Women are increasingly using sperm donors to get pregnant, either because they are in a same-sex relationship or because they are single but yearn to be a mother. The burning question that’s increasingly being posed, is whether the men whose sperm is used are dads or merely donors.
It is this question being grappled with by Judge Jody Kollapen after she reserved judgement in the Pretoria High Court yesterday in a case in which a man who donated sperm to a same-sex couple in May 2015, asked the court for legal access to his son.
Neither he nor the respondents may be named to protect the identity of the child involved.
Shani van Niekerk, a senior associate at Adams & Adams Attorneys, who is representing the applicant, says the case is making legal history. “We have done considerable research both nationally and internationally and cannot find another case with similar facts,” she says.
Court records detail the journey that led to the legal stand-off.
Rather than go through a sperm bank, the women found the Gauteng donor they used after placing a social media advert. A sperm donor agreement was signed, in which the man agreed to not have contact with the child and to abdicate his rights to the child.
The fertilisation was successful, but instead of all parties sticking to the agreement, the donor and his mother, the child’s paternal grandmother, became close friends of the family.
Court documents show how the man, who is homosexual and never expected to become a father, suddenly experienced a love he could never imagine for the child.
In his court application, he alleges that he and his mother became actively involved in the life and upbringing of the child, a claim that has been denied by the women.
In early 2020, they cut all ties with the donor and his mother, refusing them any contact with the child.
“The matter raises important constitutional issues regarding the rights of children born by gamete donation, as well as the adults involved. The man and his mother approached the Pretoria High Court in terms of the Children’s Act, asking that they be granted parental rights and responsibilities over the minor child. The couple is opposing the application,” says Van Niekerk.

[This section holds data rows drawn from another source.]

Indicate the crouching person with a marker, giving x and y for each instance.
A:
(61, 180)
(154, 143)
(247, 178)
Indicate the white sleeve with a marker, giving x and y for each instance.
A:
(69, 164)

“The case is expected to draw wide interest, considering the issues to be decided and the important role played by the parties’ experienced legal teams in submitting arguments to the judge.

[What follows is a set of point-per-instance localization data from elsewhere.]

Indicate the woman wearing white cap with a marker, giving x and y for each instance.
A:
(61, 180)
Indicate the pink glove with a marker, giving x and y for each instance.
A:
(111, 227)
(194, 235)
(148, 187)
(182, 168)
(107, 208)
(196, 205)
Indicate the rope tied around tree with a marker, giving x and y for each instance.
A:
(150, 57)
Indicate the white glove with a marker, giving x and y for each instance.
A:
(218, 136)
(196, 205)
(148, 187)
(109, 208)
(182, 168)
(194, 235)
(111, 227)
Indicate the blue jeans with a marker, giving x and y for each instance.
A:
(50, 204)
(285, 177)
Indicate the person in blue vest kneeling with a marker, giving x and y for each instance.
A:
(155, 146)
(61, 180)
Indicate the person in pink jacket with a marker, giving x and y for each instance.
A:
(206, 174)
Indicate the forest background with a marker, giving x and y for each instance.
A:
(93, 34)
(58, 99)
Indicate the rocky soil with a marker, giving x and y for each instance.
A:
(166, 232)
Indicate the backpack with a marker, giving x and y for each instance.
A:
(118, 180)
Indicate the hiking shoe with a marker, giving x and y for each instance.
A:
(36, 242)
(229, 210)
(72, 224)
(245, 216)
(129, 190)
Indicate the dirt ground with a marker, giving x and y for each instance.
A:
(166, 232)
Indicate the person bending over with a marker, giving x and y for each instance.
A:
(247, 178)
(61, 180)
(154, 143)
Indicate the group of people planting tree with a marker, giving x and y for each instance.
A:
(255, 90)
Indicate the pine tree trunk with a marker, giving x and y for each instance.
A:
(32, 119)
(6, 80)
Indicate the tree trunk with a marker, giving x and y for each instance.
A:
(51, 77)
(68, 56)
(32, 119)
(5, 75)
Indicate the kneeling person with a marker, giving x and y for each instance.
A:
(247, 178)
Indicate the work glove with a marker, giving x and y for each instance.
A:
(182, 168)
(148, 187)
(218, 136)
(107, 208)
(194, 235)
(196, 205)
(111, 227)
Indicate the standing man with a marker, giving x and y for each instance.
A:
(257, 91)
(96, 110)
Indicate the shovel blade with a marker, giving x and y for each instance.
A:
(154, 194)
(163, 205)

“The applicant approached the court in terms of Section 23 of the Children’s Act, which states that anyone who has an interest in the care, well-being or development of a child may approach the relevant court for an order granting contact with the child or care of the child.

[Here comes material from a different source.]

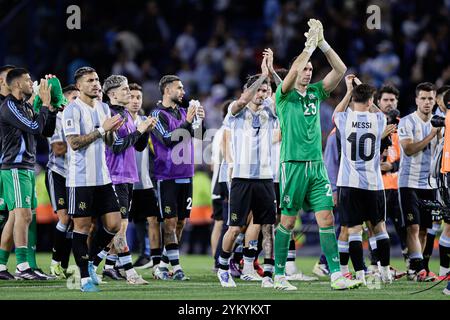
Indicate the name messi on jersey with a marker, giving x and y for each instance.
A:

“He is not asking to replace the couple but to be granted the right to have contact with the child,” says Van Niekerk.
“I do not believe this case will open the floodgates when it comes to donors and the children who resulted from their donation. This case has its own circumstances and any subsequent cases will be heard on their own merit,” she adds.
Van Niekerk is being assisted by Senior Advocate LC Haupt, while Donrich Thaldar, an advocate and professor of human rights law at the University of KwaZulu-Natal, has applied to join the proceedings as a friend of the court. The respondents are represented by Gerbrand Gildenhuys of Cilliers & Gildenhuys Attorneys, who is assisted by Advocate Calyn D’Alton.
A new court date has not yet been set.